Alexander Medvedev said the contracts have been clinched with three companies on condition that 2006 supplies total 1.8 billion cubic meters, with two of them for supplies throughout 2007, and one for January-March, as Kavtransgaz-Tbilisi has confirmed supply volumes for just this period, and is likely to prolong its contract later.
The statement came amid a price row between Georgia and state-run Gazprom, which has doubled the current gas price for Tbilisi as of 2007.
Gazprom has set the price of natural gas for Georgia at $235 per 1,000 cubic meters and asked Georgia to stipulate the amount of gas it needs, and to then sign a corresponding contract, or otherwise gas that could have been bought by Georgia would be sold elsewhere.

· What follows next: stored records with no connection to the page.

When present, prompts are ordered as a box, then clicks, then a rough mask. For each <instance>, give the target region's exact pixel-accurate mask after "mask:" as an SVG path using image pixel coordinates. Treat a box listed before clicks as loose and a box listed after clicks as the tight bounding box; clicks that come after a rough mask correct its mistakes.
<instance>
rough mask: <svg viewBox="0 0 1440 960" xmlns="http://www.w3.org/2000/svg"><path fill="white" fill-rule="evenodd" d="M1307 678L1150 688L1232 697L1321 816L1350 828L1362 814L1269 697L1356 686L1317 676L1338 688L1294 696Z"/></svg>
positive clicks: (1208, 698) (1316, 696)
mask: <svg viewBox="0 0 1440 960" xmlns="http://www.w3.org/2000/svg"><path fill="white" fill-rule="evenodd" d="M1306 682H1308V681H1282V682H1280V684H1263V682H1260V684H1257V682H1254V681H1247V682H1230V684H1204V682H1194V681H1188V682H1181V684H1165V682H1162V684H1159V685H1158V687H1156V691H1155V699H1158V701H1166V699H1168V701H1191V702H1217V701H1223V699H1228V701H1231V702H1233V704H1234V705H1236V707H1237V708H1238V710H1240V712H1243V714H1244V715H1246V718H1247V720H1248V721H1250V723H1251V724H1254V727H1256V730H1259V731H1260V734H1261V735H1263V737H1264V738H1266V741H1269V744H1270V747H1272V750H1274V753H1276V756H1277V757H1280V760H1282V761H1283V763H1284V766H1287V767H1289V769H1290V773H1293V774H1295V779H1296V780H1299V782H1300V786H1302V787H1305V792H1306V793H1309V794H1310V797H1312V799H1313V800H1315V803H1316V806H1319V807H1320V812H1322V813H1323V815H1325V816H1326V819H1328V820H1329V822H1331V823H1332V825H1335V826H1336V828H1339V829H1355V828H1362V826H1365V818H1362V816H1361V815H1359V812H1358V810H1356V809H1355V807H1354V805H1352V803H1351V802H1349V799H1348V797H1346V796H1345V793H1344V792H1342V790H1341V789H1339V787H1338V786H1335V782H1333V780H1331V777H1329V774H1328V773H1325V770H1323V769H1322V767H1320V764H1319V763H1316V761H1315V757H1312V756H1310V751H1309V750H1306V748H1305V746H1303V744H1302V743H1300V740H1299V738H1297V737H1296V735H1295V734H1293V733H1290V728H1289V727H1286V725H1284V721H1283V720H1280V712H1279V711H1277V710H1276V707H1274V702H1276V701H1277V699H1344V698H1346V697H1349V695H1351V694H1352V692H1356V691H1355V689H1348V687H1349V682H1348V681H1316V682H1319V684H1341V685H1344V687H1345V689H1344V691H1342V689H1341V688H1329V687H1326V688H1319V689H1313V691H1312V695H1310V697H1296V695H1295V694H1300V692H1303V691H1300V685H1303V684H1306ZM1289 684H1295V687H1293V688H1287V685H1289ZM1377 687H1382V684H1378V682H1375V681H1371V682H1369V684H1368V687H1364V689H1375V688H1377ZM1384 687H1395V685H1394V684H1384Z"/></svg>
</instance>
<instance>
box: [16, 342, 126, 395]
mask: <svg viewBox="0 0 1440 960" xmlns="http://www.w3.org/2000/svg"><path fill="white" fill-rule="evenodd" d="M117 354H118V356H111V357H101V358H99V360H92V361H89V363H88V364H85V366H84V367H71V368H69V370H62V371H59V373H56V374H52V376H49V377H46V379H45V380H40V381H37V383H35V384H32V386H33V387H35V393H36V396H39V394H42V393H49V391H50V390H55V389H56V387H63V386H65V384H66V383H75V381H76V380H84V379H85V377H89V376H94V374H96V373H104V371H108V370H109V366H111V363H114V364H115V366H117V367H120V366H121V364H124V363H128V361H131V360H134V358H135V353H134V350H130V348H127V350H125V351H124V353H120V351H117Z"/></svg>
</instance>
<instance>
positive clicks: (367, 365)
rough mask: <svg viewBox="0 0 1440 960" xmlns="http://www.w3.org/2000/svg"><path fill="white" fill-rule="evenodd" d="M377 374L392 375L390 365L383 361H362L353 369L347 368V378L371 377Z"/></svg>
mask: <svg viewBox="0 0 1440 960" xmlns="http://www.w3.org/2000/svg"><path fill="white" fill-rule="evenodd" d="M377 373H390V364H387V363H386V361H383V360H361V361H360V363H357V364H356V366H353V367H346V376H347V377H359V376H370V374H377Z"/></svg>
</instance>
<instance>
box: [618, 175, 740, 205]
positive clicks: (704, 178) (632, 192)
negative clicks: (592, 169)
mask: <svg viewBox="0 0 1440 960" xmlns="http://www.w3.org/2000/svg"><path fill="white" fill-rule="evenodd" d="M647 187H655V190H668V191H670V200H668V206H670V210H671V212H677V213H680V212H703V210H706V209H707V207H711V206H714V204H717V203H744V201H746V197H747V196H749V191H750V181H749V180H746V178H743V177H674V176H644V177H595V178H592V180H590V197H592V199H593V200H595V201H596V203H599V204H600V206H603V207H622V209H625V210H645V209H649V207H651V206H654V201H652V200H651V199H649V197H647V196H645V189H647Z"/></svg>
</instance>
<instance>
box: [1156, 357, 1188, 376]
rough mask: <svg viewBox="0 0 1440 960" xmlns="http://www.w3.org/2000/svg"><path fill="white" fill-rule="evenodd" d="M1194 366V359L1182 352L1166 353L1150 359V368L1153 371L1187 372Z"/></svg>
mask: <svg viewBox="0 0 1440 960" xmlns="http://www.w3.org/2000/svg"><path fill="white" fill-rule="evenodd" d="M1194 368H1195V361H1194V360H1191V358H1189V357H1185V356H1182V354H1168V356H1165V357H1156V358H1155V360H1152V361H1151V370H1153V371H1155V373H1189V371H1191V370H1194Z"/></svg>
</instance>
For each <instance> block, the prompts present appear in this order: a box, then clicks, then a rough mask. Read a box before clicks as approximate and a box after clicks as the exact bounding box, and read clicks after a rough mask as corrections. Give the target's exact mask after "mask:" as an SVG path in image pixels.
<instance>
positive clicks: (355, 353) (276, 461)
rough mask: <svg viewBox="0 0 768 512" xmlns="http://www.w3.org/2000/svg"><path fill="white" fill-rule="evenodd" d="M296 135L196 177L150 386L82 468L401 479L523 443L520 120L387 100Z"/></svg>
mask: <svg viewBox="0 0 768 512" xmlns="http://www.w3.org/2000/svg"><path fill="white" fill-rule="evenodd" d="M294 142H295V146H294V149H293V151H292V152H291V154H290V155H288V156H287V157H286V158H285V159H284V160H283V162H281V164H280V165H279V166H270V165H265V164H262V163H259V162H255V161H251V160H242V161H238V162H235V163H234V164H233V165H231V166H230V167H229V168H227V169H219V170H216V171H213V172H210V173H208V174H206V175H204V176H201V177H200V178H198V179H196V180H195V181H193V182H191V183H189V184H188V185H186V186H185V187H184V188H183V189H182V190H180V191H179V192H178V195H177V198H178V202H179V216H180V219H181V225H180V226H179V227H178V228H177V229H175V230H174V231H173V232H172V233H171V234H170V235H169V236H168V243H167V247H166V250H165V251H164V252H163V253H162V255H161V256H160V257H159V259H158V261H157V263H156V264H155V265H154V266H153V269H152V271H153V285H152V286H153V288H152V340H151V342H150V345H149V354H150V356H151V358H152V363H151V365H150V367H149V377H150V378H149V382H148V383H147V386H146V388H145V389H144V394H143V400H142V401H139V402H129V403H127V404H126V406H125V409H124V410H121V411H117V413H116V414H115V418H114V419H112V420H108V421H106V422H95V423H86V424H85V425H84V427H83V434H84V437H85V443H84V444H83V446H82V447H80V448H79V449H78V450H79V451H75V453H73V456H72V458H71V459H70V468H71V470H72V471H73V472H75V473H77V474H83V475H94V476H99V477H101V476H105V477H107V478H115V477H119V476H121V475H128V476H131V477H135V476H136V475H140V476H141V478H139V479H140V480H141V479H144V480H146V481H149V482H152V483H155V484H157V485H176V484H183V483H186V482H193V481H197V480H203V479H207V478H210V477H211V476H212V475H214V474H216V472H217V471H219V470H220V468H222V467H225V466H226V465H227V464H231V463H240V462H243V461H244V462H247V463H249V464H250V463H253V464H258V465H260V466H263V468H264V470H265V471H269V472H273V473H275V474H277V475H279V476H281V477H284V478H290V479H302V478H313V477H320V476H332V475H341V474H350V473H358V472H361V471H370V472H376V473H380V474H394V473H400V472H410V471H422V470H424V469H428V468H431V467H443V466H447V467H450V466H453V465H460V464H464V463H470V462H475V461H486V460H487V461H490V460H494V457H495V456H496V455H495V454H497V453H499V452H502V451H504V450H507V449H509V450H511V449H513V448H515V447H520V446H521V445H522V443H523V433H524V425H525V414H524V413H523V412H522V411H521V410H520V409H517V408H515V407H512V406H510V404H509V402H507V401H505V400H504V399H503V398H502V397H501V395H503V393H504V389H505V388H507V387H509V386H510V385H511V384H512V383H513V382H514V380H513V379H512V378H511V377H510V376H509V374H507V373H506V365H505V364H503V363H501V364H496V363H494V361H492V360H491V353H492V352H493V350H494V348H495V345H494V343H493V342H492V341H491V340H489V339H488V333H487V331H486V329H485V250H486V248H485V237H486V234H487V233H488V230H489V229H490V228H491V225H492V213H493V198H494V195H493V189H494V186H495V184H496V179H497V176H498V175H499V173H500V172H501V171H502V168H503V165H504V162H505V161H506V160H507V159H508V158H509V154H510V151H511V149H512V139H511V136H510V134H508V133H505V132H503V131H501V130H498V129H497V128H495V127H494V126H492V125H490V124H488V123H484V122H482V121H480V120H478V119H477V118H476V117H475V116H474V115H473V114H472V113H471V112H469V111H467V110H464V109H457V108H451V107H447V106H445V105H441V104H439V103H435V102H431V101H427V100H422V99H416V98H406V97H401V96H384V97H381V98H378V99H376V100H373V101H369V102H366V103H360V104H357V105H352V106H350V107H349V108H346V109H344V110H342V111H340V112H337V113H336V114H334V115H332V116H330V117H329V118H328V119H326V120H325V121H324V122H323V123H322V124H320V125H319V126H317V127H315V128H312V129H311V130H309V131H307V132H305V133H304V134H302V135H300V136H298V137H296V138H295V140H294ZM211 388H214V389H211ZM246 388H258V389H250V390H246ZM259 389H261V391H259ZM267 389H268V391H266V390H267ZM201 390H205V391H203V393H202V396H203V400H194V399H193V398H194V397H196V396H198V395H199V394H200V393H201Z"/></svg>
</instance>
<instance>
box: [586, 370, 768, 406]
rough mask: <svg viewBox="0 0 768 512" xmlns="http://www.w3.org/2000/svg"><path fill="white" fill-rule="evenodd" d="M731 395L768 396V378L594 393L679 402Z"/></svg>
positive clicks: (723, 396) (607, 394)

Georgian Prime Minister Zurab Nogaideli said Wednesday that Azerbaijan will be Georgia's main natural gas supplier from 2007, adding that by the end of the week Baku will begin supplying gas from its Shah Deniz field in the Caspian Sea to Georgia.
Tbilisi wants to receive 800 million cubic meters of Turkey's quota for natural gas pumped via the South Caucasus (Baku-Tblisi-Erzerum) pipeline from the Shah Deniz deposit.
But Georgian President Mikheil Saakashvili has reportedly failed to secure extra gas supplies during his three-day negotiations in Turkey.
CNN-Turk TV channel cited a Turkish Foreign Ministry source Friday as saying Saakashvili "has returned home empty-handed."
Turkey's energy minister agreed earlier in the month to transfer part of his country's quota of 3 billion cubic meters of gas produced at the Shah Deniz field to Georgia and Azerbaijan. He said Friday talks with his Georgian counterpart, currently in Istanbul, will continue regardless of Saakashvili's departure.
Saakashvili said in mid-November that his country will not buy Russian natural gas at the new rate because it is not a fair market price at a time when some of Georgia's neighbors are paying $65 and $110 per 1,000 cubic meters in real terms.
The president said the price was politically motivated and that the move amounts to an economic blockade of Georgia.
But Gazprom said the new price reflects the company's strategy to apply market mechanisms to pricing gas in its trade with the Commonwealth of Independent States (CIS), a loose confederation of former Soviet republics.
Gazprom is currently carrying out measures to gradually bring gas prices for CIS states up to the European level, taking into account the distance of deliveries.
Gas prices for former Soviet republics must cover gas production, preparation and transportation expenses, and also yield profit commensurate with revenues received from gas sales on Western European markets, the energy giant said.
CIS countries currently pay not more than $110 per 1,000 cubic meters of gas, compared with an average rate of $230 charged by Gazprom for its exports to Europe. Gazprom has already proposed to CIS states that they pay more than $200 per 1,000 cubic meters from next year.